Je plaide pour que tout éducateur se pose avant tout la question de la nécessité des choses, du sens du progrès quand il fait le choix d’utiliser un nouvel objet technologique. Qu’il se pose la question de son élaboration, de son économie et surtout de sa nécessité dans sa pratique pédagogique.

A-t-on besoin pour l’avenir éducatif de l’humanité de photocopieuses, de plastifieuses, d’ordinateurs, de vidéo projecteurs, de téléphones mobiles, de correspondants situés à des dizaines de kilomètres de notre école, de bus pour se rendre au musée ou à la bibliothèque ou au salon de « la foule  et de l’animation occupationnelle » etc … pour transmettre nos valeurs, pour éduquer les enfants qu’on nous confie aux libertés fondamentales et qui s’occuperont de nous, bientôt, en connaissance de cause ? Se rendre dépendant d’objets électroniques, électriques, thermiques dans sa pratique éducative, c’est, à terme, rendre dépendant aux mêmes objets les êtres que l’on a charge d’éduquer.

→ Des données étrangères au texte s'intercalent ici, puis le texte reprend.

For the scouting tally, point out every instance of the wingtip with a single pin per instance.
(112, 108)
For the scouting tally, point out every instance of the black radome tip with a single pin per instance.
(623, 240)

C’est aussi ne pas voir ni apprendre sur notre milieu le plus proche. Un savoir constitué c’est, en premier lieu, une mémoire sensible, sans médiations technique.

Un savoir, qu’il soit pour faire ou être, se construit d’abord par une représentation symbolique, c’est-à-dire une attitude conforme à ce qu’on attend de nous, conforme à ce que l’on pense qu’on attend de nous, conforme à ce que l’on pense comme étant le mieux adapté. Or, ce qu’on envisage comme le mieux adapté c’est ce qui, bien souvent, est le mieux partagé. L’usage d’un savoir maitrisé et sa conceptualisation viennent bien après. Ce qui reste c’est l’empreinte symbolique. C’est ce qui a frappé notre esprit en premier. C’est pourquoi, c’est d’un travail sur ces représentations symboliques qu’il faut penser, auquel il faut se soumettre.

Ce qui doit être premier dans un état de conscience c’est ce qui est nécessaire et non ce qui est partagé. Ce qui n’exclut pas que la nécessité peut être une réalité partagée.

Par exemple, le « c’était mieux avant » est un bon point de départ d’une réflexion sur l’idée qu’avant, l’éducation, la marche vers les savoirs, n’était pas moins pertinente au point qu’il aurait fallu attendre des progrès technologiques pour transcender les progrès individuels. Pensons que les philosophies de Platon, de Montaigne sont aussi fertiles aujourd’hui qu’elles l’étaient en leur temps.

Ce qui, aujourd’hui, permet d’aller plus vite, ne change pas la vitesse de notre aptitude à penser.

Le « Progrès » au service des progrès des individus et, par-delà, de l’humanité ?

Absurde et Abusif.

 

Il n’y a pas de progrès technologique. Il est intéressant de noter que quand on parle de progrès technologique, on l’associe à une source d’émancipation des individus. Libérer du temps, de l’effort pour … ? pour quoi ?

Si l’imprimerie a été un outil emblématique de la PF c’est parce qu’elle obligeait le collectif à penser sa fonction, à imaginer de nouveaux usages, mais aussi qu’une imprimerie nécessitait une organisation collective pour la rendre opérationnelle, depuis son installation jusqu’au rangement. Les classes d’alors étaient très hétérogènes (classe uniques). L’imprimerie a créé une contrainte, cad les conditions d’une constitution d’un collectif devant agir de façon coopérative, ce que l’ordinateur a fait disparaitre. Le traitement de texte n’est pas une version moderne de l’imprimerie.

Enfin, l’école n’a pas permis à la société de progresser si on considère que progresser serait mieux vivre ensemble, se soucier de l’autre, participer à la vie sociale ou communautaire.